While strokes are typically associated with the brain, it is widely known that stroke outcomes are influenced by communication between the brain and peripheral organs. The gastrointestinal (GI) tract comprises a critical organ system that is affected during and after stroke, and the interaction between the GI tract and the brain in stroke is attributed to the modulation of the gut-brain axis. Intestinal alkaline phosphatase (IAP; gene: Akp3 ) is a brush border enzyme localized in the intestinal epithelium that regulates intestinal homeostasis by modulating inflammation and intestinal integrity. We hypothesized that IAP regulates the early post-stroke changes within the gut-brain axis, and that loss of IAP disrupts the gut-brain axis to worsen post-stroke outcomes and disrupt immune responses.

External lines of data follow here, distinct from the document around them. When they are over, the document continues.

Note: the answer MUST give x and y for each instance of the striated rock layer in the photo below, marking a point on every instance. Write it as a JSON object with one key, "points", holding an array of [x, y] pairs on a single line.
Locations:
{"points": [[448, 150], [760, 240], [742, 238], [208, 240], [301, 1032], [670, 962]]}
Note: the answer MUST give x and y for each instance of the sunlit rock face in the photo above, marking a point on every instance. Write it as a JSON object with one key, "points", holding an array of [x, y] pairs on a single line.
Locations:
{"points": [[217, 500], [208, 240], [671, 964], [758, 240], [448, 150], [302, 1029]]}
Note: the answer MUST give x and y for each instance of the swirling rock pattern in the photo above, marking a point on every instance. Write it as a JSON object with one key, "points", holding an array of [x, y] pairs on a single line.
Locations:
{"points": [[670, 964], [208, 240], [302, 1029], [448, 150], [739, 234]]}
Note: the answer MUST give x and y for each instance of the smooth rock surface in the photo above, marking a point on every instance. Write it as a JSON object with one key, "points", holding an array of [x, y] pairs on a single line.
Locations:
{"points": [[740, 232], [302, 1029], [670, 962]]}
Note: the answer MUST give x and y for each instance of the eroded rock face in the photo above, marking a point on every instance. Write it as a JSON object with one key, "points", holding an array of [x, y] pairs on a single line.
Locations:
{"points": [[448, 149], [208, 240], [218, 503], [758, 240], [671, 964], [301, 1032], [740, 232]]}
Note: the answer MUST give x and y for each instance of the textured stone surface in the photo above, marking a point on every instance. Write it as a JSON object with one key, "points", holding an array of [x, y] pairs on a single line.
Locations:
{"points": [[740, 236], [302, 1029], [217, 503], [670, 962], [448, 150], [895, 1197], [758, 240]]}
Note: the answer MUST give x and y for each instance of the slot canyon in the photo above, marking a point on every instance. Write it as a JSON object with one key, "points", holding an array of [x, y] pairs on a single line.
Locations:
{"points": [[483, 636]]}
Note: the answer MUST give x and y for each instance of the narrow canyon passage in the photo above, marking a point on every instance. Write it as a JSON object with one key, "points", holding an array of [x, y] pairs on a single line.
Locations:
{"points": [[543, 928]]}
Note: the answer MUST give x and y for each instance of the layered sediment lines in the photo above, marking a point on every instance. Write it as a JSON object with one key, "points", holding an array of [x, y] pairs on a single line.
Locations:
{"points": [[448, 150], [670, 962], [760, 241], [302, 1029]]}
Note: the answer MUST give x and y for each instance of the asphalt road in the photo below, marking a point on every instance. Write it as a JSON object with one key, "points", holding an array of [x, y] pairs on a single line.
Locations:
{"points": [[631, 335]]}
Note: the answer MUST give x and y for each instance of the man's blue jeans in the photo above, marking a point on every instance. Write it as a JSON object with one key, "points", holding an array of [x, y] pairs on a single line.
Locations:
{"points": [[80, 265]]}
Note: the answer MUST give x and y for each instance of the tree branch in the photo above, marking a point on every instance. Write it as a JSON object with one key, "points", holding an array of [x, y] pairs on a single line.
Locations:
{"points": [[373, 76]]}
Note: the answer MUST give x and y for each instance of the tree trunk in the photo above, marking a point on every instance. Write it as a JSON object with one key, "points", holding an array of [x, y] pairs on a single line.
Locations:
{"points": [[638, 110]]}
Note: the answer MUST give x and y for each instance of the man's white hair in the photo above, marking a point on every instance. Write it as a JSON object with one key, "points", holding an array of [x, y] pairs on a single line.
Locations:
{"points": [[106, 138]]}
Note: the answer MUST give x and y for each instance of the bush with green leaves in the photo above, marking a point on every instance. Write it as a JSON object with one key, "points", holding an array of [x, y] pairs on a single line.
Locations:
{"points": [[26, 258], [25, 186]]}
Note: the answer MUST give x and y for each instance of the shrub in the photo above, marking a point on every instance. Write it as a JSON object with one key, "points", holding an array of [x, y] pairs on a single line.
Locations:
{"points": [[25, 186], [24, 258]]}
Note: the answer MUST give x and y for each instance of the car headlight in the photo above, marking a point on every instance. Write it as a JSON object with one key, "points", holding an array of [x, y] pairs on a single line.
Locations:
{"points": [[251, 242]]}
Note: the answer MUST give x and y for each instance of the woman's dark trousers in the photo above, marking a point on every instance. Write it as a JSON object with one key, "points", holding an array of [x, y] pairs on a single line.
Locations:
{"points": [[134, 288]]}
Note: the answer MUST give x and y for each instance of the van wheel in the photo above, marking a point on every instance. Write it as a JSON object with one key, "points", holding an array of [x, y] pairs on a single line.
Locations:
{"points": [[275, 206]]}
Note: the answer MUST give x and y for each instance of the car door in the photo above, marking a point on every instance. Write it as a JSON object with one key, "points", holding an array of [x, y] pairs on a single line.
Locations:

We utilized 4-6 month-old male and female mice with a genomic deletion of Akp3 and their wild type (WT) littermate controls. Following the induction of photothrombotic stroke (PTS), stroke-injured mice and their sham controls were for evaluated for bacterial load, intestinal permeability, intestinal motility, neurological deficits, cerebral blood flow, and immune responses over the next 24 hours. Statistical analysis of Clark’s neurological score, laser speckle flowmetry, and 2,3,5-Triphenyltetrazolium chloride (TTC) staining at day 1 post stroke showed a main effect of stroke but no differences between genotypes. While no differences in intestinal motility were observed due to stroke or genotype, gut permeability to 3kD-FITC dextran quantified at 3.5 hours post-stroke was higher in Akp3-/- mice compared to WT mice. Further analysis of bacterial burden showed that anaerobic bacteria in the ileum were diminished in Akp3-/- mice post-stroke compared to WT counterparts. Quantification of immune cell populations in cervical lymph nodes and spleen showed that Akp3-/- mice displayed baseline decreases in monocyte and dendritic cell populations that were either maintained or further decreased at 24-hours post-stroke, suggesting that Akp3-/- mice are unable to mount an appropriate innate immune response in acute stroke. Taken together, the current results support the hypothesis that IAP shapes early outcomes and modulates the gut-brain axis in ischemic stroke.